Coaching with homework is led by a teacher employed at the project, and Bible study, led by a local elder who is a former Headteacher of a nearby primary school, is offered on Saturdays for the older children. The resources centre is used by older children to progress their studies.
Timboni is located in a very harsh, semi-arid part of Eastern Kenya with minimal rainfall. Several water storage tanks with roof collection systems have been constructed on site. Water is a precious resource and the tanks provide safe drinking water almost all year round. Water is also pumped to the site by a wind pump from a well near the Tiva river bed for washing and cleaning.

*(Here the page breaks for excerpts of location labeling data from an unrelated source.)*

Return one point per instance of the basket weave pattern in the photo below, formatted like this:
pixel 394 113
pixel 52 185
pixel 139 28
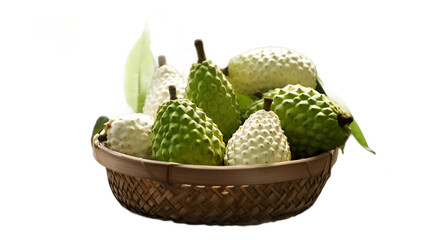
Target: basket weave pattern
pixel 220 205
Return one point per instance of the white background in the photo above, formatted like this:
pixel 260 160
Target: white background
pixel 62 65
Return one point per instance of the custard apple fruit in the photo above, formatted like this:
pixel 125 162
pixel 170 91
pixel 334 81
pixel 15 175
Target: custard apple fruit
pixel 183 133
pixel 268 68
pixel 312 122
pixel 208 89
pixel 163 77
pixel 130 134
pixel 259 140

The Home has a farm project on the remainder of the land which provides vegetables and fruit to enhance the children’s diet. Irrigation for the farm has been an ongoing challenge. The Tiva river is dry most of the year but a sand dam was constructed about 10 years ago to hold back water flowing below the river bed. This is then pumped to the farm. More recently, a water storage tank has been installed with drip irrigation scheme. As a result the project is now self-sufficient in fruit and vegetables and the surplus is sold at the local market to meet farm expenses. In 2010 a cow was financed through sponsorship by a youth club. Following the birth of calves in 2011 and 2012, milk is available to the children.
A child’s story
An annual visit is made by CMaD Trustees; we included the following account of the experiences of two of the children, from our Spring 2014 newsletter:
There are smiles and laughter as we stand in the Timboni compound in the warm Kenyan sunshine. We are watching the children and young people racing against each other. The pleasure in a simple activity is there for us all to enjoy. Eunice, at fifteen, runs past us with carefree abandon. When the race is over she joins her friends and they giggle together, watching others enjoying the same activity.

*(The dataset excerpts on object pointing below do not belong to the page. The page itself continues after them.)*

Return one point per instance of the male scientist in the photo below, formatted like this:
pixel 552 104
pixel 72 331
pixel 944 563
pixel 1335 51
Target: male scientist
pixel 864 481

Life was very different for Eunice a few years ago – before Timboni. Life then had plenty of challenges. Food was often lacking in a family with seven children. School was not an option, because the family couldn’t afford school fees, uniform or shoes. What does a child do in rural Kenya instead of attending school? The day for Eunice, and many others in similar situations, would consist of cooking, fetching water, cultivating land and, as
Eunice says, “Doing many things.” Along with this she endured the unwanted attention of a neighbour.
Then, tragically, Eunice’s mother died in an accident at home. Eunice says only that “Life was not good.” Exactly how bad it was for her we can only imagine. But home for the last three years has been Timboni Tiva
Children’s Home, and Eunice’s life has changed. She tells us, “I am now well, eating, sleeping, dressing, happy, have education, enjoy singing, and CMaD helps me so much. The future is bright and my heart is full.”
A young man grins with enthusiasm as he dashes past us. Nzuve tells us he likes football, netball, and athletics.
Nzuve has lived in the Children’s Home for two years.
He is sixteen and he tells a similar story. His mother died of liver disease. He was often without food, having to eat wild fruits, not going to school because of lack of school fees. All this changed for Nzuve when he came to live at Timboni. Nzuve tells us, “I would like to have a good job, to support my five brothers and sisters, and to help other poor people.”
The children and young people we meet when visiting the projects in Kenya are the fortunate ones. In a country with no benefits, or safety net for the disadvantaged, there are many other children who have a life similar to that experienced by Eunice and Nzuve before they came to Timboni Tiva Children’s Home.